Le travail de Nady Nelzy de la Compagnie Obidjoul, « Et nous ne dirons plus qu’un mot », inspiré de « La noce » d’Anton Tchékhov s’inscrit lui aussi dans une perspective d’ouverture au monde à partir d’un lieu repérable, parce que parfaitement identifié et assumé : la Martinique. La scènographie, superbe n’a rien a envié à ce que font certaines troupes professionnelles. La scène  est occupée par une vaste table, à la décoration parfaitement soignée, autour de laquelle vont se déplacer, parfois lourdement, souvent gauchement les convives dans des tenues recherchées. Mais ce n’est pas là l’essentiel. Nady Nelzy s’inscrit dans la ligne de ce que Jean-René Lemoine le metteur en scène haïtien internationalement reconnu, avait déjà suggéré avec « La cerisaie » et que nous avions eu la chance de voir à l’Atrium il ya deux ans, à savoir un parallèle, osé et somme toute loin d’être gratuit entre la situation de la Russie à la fin du 19ème siècle et celle de la Martinique tout juste sortie de l’esclavage. Il y a là comme une mise à distance, une mise en relation, un recul qui permet de mieux voir, ou de voir autrement ce qu’a été notre histoire ou tout au moins celle de la petite bourgeoisie mulâtre. Une façon de rire de nous sans que ce soit tout à fait nous. Il y a un vrai travail de réflexion sur  les modes d’expression théâtrale de l’ambivalence,  quelle soit sociale, économique, matrimoniale, ethnique d’une classe située dans un entre-deux.  Le parti pris scénographique, cette table imposante, limite l’espace de jeu de comédiens forcément imparfaits  et eux-mêmes participent, de ce fait, à cette limitation de l’expression scénique d’une approche intéressante en soit. Mais encore une fois, le moment passé n’était pas désagréable, loin s’en faut.

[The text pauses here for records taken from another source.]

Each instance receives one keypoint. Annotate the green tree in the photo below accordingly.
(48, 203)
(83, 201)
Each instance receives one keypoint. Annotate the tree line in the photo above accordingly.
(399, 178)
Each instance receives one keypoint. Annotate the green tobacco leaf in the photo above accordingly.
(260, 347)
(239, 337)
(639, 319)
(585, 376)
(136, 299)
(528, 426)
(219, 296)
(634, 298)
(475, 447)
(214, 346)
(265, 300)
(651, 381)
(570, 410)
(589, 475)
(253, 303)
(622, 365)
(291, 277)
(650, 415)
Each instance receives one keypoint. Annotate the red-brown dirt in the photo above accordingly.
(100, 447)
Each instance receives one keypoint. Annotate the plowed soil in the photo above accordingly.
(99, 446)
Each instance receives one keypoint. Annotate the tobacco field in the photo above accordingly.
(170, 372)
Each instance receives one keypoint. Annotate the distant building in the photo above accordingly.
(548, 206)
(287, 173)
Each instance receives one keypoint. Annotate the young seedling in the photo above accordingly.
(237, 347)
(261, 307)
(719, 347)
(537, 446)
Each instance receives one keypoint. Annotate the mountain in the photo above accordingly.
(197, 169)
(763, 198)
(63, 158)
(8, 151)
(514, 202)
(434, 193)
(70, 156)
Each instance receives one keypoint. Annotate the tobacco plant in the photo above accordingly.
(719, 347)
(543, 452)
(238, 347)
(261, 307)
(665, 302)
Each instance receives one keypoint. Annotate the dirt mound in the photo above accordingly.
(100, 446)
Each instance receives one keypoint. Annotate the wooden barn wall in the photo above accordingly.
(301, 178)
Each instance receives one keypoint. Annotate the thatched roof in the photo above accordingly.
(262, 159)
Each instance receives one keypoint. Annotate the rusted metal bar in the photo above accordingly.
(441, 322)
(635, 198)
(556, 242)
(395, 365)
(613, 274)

« Terrible rencontre » clôturait ces « Premières Rencontres  du Théâtre Amateur. Le texte est écrit par le metteur en scène Jean-Michel Dubray. Gisèle attend le retour de Luc  plus âgé qu’elle a épousé et qui a disparu, envolé, il y 5 ans. Gisèle est fragilisée par cette fuite, mais on découvrira qu’elle l’était déjà avant son mariage et le retour impromptu et surtout inattendu du mari, par ce qu’il va révéler la fera basculer définitivement du coté de la folie. Sans vouloir en dire plus,  il est question d’inceste refoulé et de non-dits, dans une description de la société martiniquaise que ne renierait pas l’ UFM (Union des Femmes de Martinique). Le jeu des comédiennes est outrancier, à la hauteur du propos tenu. Comme le dira, avec bienveillance, le comédien et metteur en scène  Hervé Deluge, « C’est un mélodrame, et il y a longtemps que je n’en avais vu un ». La difficulté des troupes « amateurs » qui ne jouent pas souvent leur production, est de se trouver confrontées à l’absence de critiques, de regard autre que celui du metteur en scène, et donc d’une année sur l’autre d’accentuer les défauts de leur travail. Cette année la pièce a été allongée, il faudrait dire alourdie, par des scènes sans texte et la comédienne principale est incitée à exagérer. Le trait qui souligne le propos en vient à masquer le propos lui-même. Et c’est vraiment dommage car il n’est pas si fréquent de voir sur scène une présentation des structures familiales antillaises et une critique de ce qu’elles peuvent avoir de pathogène. Le Théâtre du Bon bout est une petite structure qui a le courage et le mérite d’affronter des problèmes graves, comme l’emprisonnement dans le mensonge et les secrets de famille, mais il pèche, paradoxalement, par sa pratique théâtrale dans ce qu’il dénonce : l’enfermement dans un regard autocentré, dont il n’est pas le seul responsable. Il faut déplorer la quasi impossibilité pour les troupes  d’amateurs de se produire, de se montrer, de se confronter les unes aux autres, pour se critiquer et donc s’enrichir, comme si la Martinique toute entière et à elle seule était un archipel sans communication.

Et ce n’est quand même pas dû à l’absence de réforme du statut, l’absence de mise en œuvre de l’article 74 de la Constitution, que l’on doit cette carence ou alors il faudrait avoir un esprit sacrément tordu. On ne peut donc que souhaiter que la collectivité locale chargée de la culture prenne, en charge et en concertation avec les intéressés, l’organisation de ce type de rencontres et les multiplie. Ce qui se fait pour le sport serait-il impossible pour la culture? Et pourquoi ne pas inviter des troupes d’amateurs de la Caraïbe? Cela se fait déjà dans d’autres îles!